「Think Different」の伝説の広告マン、Appleは哲学を失ったと批判
Appleの広告キャンペーンの中でも、特に人々に印象を残した「Think Different」の中心人物で、生前のスティーブ・ジョブズ氏と多くの仕事を手がけたケン・シーガル氏が「最近のAppleはシンプルさへのこだわりという哲学を失っている」と批判しています。
「Think Different」の中心人物でiMacの名付け親
ケン・シーガル氏は、1997年の「Think Different」キャンペーンの中心人物であり、Apple急成長のきっかけとなった「iMac」の命名者で、故スティーブ・ジョブズ氏から厚い信頼を寄せられていました。
ジョブズ氏と多くの仕事をした経験を持つ存在として、特にAppleの広告やビジネスのあり方について、シーガル氏の発言は今も注目を集めています。
シンプルさに徹底してこだわるAppleのビジネスを記した「Think Simple―アップルを生みだす熱狂的哲学」の著者でもあるシーガル氏は、英紙ガーディアンのインタビューに対し、以下のように語っています。
ジョブズ氏とクック氏の違いは?
スティーブ・ジョブズ氏とティム・クックCEOの違いについて、シーガル氏は以下のように見ています。

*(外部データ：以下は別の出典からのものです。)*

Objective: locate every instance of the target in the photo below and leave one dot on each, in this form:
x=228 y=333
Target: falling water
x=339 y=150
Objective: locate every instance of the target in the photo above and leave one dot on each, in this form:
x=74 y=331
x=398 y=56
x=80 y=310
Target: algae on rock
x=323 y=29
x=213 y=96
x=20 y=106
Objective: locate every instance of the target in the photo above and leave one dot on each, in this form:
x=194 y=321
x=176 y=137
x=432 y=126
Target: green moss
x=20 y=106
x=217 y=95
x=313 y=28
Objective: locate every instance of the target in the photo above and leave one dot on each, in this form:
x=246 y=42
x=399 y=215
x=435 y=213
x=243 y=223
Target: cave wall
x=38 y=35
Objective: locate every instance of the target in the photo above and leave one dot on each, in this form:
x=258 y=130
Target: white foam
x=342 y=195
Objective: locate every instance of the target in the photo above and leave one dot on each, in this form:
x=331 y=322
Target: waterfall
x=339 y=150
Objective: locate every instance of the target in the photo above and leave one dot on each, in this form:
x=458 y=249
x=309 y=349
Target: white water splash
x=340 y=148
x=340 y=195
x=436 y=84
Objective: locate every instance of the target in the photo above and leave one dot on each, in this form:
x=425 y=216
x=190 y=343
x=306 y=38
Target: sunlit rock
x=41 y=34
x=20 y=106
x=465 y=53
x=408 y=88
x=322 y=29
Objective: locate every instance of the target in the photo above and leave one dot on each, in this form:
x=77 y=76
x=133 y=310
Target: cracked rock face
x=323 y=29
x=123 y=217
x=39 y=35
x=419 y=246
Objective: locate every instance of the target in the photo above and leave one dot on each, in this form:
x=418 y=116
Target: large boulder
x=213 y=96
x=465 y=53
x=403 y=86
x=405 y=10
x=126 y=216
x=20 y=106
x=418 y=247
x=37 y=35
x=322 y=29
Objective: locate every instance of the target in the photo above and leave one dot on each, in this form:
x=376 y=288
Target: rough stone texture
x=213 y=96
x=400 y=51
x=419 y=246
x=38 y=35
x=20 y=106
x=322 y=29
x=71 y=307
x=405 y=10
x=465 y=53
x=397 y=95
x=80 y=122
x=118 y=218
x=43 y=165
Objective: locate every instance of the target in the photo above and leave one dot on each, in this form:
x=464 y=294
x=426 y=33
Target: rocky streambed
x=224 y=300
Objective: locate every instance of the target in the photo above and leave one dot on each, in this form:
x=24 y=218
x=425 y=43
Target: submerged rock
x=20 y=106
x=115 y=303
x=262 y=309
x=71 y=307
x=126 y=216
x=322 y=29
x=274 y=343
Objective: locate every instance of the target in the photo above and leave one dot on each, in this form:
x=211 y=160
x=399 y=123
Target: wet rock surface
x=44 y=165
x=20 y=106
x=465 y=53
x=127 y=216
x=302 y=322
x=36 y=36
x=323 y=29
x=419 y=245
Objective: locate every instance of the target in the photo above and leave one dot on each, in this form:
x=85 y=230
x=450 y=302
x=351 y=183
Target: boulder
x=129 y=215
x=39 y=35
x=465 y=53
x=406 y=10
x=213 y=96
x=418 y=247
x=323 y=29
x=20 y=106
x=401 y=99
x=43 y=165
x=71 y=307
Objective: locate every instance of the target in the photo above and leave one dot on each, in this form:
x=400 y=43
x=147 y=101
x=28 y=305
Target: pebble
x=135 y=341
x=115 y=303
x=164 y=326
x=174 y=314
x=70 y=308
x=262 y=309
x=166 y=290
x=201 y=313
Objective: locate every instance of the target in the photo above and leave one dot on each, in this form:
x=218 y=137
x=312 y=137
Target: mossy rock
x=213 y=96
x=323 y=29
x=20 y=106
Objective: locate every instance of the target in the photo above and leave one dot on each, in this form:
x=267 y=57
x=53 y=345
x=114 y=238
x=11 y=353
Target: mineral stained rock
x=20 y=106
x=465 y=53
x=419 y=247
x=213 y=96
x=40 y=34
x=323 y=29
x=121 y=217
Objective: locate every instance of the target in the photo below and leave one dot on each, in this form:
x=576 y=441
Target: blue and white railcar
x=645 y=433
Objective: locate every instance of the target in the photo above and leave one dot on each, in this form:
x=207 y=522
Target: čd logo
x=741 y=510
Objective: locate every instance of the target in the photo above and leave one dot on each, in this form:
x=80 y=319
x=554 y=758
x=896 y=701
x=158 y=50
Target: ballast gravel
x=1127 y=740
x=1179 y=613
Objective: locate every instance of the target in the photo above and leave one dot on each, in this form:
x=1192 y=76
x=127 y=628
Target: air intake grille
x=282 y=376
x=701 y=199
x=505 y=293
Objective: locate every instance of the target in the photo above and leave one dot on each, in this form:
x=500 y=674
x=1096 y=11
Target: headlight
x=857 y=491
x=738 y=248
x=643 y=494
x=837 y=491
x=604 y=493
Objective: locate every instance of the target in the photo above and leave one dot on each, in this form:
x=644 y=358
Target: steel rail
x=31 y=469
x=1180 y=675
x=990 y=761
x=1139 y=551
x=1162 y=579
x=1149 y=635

「昔からのAppleファンたちが、ティム・クック氏のAppleは、スティーブ・ジョブズ氏の頃とは違っていると感じている。製品ラインナップ、製品名、そして製品そのものに複雑さを感じている」
「偉大なる創業者であるスティーブ・ジョブズ氏は、替えがきかない存在で、彼なしにはAppleはAppleたり得なかった」
「ジョブズ氏から後継者として指名を受けたティム・クック氏は、Appleを効率よく運営する術を知っている。同時に、自分はジョブズ氏の才能を持ち合わせていないことも知っており、デザインやマーケティングといった、経験の薄い分野は人の力をうまく使っている」
「Appleは無限の選択肢よりも正しい選択肢を示すべき」
Appleの製品ラインナップについて、シーガル氏は以下のように語っています。
「Appleは今、3つのiPhoneと4つのiPad、3つのMacBookを売っている。Apple Watchについては組み合わせは無限とも言える。市場は成熟し、多くの人が多様な選択肢を求めているかもしれない。」
「しかし、ここまで複雑でなくてもいいだろう。Apple製品は多くの人の好みに合うものだし、シンプルさを考えれば、無限の選択肢よりも正しい選択肢を示すべきだ」
iPhoneの「sモデル」の年は「お休みの年」?
シーガル氏は、iPhoneのモデルサイクルとネーミングについても語っています。
「内部的な機能が変更された、末尾にsが着くモデルの発売年は、人々に『お休みの年』と認識されてしまっている。SiriやTouch ID、64ビット処理の導入がそう捉えられるのは馬鹿げている。」
「sモデルの存在が、マーケティングを困難にしている。これがスティーブ・ジョブズ氏の始めたものではあるが、やはり複雑だ」
「iPhone7 Pro」が噂されるなど、複雑化は事実
ジョナサン・アイブ氏が指揮するApple製品のデザインには、今もシンプルさを追求する哲学が息づいているとも感じられます。
しかし、iPhoneについては、今年は「iPhone7 Pro」の発売が噂されるなど、さらに複雑化しているように思えます。
ジョブズ氏存命の頃と比べ、世界のスマートフォン市場が成熟期に入り、競争環境も大きく変化しており、企業としては多様化する市場に対応していくのが正しい経営方針なのでしょうが、今後のAppleはどう進んでいくのか、気になりなるところです。
なお、Appleは今年、「Think Different」の商標登録について、適用範囲を広げる申請をしており、現在も同社がこのコピーを大切にしている姿勢がうかがえます。